ビールとつまみでお腹も脹れ、ほどよくほんのりサーモン色に体が変わったところで皆様の気持ちもほぐれてきた。

私も普段缶ビール一本でほろよいになりぽかぽかしてくるエコな体なため、今日は少々飲みすぎた。

上座側に座っている松田氏はワイシャツの腕を捲り上げてジョッキを持ち、男性陣とで談笑している。

傍らの女子三人組はちらちらと松田氏の方を見てはきゃっきゃっと蜜の含まれた会話を興じていた。

時計を見た。
まだ9時前だ。確か今日は毎週欠かさず見ているドラマが放送される日だ。ぼちぼち帰りたい。

と思っている矢先に三人組の女子の一人、茶髪巻き毛が意を決したように席を立ち、自分のグラスを持参し私の後ろを通り抜け、反対側へと移動した。

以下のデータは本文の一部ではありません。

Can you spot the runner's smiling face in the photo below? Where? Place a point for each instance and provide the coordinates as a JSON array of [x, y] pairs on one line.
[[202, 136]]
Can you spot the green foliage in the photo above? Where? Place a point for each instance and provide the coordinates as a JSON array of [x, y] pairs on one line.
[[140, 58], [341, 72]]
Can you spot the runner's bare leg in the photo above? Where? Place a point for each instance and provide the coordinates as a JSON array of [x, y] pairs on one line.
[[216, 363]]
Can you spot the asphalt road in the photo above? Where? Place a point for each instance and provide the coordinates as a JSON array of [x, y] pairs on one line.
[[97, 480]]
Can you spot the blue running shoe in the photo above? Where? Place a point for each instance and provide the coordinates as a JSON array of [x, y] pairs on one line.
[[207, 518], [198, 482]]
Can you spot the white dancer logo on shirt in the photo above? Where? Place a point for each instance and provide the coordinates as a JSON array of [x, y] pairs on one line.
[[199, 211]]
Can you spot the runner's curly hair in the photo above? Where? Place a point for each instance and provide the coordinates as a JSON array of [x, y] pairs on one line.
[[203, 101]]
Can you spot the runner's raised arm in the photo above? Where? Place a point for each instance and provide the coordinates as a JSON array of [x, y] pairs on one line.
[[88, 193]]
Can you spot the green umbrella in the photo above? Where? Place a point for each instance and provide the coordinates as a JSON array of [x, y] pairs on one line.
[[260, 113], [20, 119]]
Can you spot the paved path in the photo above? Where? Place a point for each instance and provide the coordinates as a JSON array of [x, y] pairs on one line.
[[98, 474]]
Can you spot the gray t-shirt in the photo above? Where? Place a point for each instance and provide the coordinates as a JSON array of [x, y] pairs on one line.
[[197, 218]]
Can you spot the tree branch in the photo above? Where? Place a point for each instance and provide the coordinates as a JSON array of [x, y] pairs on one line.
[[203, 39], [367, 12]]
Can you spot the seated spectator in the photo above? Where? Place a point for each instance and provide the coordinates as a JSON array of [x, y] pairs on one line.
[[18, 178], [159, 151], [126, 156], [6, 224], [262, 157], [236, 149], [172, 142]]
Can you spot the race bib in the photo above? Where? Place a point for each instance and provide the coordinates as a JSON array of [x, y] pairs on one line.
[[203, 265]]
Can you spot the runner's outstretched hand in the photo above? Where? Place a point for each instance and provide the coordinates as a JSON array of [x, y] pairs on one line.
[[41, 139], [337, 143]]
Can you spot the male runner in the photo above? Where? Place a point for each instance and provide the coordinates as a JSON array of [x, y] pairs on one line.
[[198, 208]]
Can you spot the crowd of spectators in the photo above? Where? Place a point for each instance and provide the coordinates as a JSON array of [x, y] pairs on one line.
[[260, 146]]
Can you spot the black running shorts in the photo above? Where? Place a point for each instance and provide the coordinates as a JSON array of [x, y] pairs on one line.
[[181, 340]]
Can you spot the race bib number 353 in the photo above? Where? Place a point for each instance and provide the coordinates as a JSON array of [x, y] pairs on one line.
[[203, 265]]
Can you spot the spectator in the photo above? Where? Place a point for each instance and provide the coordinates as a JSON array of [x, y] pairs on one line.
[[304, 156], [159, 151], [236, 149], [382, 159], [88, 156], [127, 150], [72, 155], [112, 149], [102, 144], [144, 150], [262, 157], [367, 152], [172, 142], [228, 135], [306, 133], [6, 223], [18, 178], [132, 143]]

そして、『ちょーっと失礼しまーす』とピンクな声で挨拶すると、するりと松田氏とその隣の……名前が分からないので男性Aとしよう。そのAの隣に割り込んだ。

なんだ、君、松田さん狙い? などと酔いに合わせてつっこんだことを言った男性Aは残りの二人に焦点を定め、すんなりと席を譲った。

茶髪巻き毛の行動を皮切りに、男性陣と女性陣がサンドイッチなかんじになり、なにやら合コンスタイルになった。

相変わらず上田さんと私はその輪から外れ、二人でテーブルの上に鎮座する料理を片っ端からやっつけていた。

もはや色気もへったくれもない。

そもそも、食事会という名目だから来たので、ひたすら食べる。たぬきの店主が作る料理はやはり旨い。そしてリーズナブルな値段で懐に優しい。

「松田さーん、ビール飲んでますー?」

ピンクな声は茶髪巻き毛から。
松田氏は珍しく酔っ払っているのかへらへらしながら「飲んでますよ。飲んでますか?」などと言う声が聞こえてきた。

「飲んでますけどもう酔っちゃったかもー」というお決まりの甘い言葉を吐く茶髪巻き毛はおもむろに腕を松田氏の腕に絡めた。

回りの男性陣からは羨ましがり同々の声、それに便乗し茶髪巻き毛は更にべったりと張り付いた。

なんだ、なんだこのどきどきは。体が熱くてなんだか動悸が激しい。動悸息切れの求心。薬が欲しくなるばくばくさ加減だ。

松田氏はその腕を振りほどくことなくなすがままで、片手にはジョッキを離さず持っている。